As regular CFZ-watchers will know, for some time Corinna has been doing a column for Animals & Men and a regular segment on On The Track... particularly about out-of-place birds and rare vagrants. There seem to be more and more bird stories from all over the world hitting the news these days so, to make room for them all - and to give them all equal and worthy coverage - she has set up this new blog to cover all things feathery and Fortean.

Friday, 24 April 2015

Songbirds Emerge for Spring, But Is the Timing Off? (Essay)

Naomi Eide, University of Maryland, College Park | April 23, 2015 04:15pm ET

Naomi Eide is a master's student in the Philip Merrill College of Journalism at the University of Maryland, College Park. She contributed this article to Live Science's Expert Voices: Op-Ed & Insights

Just before dawn, birds wreak havoc on the stillness, cackling and calling to the world that spring has arrived and that it is time to mate. It's 6:32 on Easter morning, the sunrise is 14 minutes away, and the world is a hazy mosaic of muted colors, too pale to call yellow or orange. 

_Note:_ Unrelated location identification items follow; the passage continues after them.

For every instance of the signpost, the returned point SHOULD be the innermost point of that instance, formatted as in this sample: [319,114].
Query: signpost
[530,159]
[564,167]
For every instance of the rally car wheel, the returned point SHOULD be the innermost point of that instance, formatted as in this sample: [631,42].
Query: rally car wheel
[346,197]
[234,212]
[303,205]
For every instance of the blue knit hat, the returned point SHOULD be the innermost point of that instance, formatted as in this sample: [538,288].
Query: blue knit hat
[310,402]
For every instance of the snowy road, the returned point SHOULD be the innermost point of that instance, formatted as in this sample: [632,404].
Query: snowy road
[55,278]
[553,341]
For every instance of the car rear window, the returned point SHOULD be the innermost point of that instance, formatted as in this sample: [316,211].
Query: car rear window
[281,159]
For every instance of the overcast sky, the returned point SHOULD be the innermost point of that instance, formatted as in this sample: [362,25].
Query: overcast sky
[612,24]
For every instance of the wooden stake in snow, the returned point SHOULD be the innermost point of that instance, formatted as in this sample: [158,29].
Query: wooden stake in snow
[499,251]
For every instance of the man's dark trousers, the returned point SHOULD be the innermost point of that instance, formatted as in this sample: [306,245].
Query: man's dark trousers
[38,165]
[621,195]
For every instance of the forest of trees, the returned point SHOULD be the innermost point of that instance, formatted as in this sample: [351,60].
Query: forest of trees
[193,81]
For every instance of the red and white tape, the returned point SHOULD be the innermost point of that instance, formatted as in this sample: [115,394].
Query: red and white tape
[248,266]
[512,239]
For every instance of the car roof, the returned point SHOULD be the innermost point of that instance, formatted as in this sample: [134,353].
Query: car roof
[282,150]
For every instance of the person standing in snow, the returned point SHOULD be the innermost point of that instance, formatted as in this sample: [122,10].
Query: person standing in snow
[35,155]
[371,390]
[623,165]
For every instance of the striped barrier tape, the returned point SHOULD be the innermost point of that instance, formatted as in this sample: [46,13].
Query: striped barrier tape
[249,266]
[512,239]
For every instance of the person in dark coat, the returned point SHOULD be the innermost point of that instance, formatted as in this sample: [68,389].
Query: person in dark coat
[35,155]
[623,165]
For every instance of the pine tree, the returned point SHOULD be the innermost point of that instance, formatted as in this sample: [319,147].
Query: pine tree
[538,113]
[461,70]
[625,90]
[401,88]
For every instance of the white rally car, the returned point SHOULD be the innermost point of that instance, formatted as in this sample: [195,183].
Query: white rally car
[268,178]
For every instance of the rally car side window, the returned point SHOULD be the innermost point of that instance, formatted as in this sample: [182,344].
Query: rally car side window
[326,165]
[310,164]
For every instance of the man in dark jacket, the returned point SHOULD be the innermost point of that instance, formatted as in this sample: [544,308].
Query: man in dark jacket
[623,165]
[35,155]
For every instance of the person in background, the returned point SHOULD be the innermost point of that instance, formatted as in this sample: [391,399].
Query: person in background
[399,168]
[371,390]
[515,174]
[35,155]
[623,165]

A golden-crowned sparrow sings its three descending notes, sounding mournful in a minor key among the cheerful songs of avian neighbors. According to the Cornell Lab of Ornithology's guide, many say the golden-crowned sparrow's whistles sound like a phrase, such as "I'm so tired" or "Oh, dear me." The air is bustling with the songs of flirting birds, yet sleeping houses remain blissfully unaware that nature's instinct has taken over with the change in day length.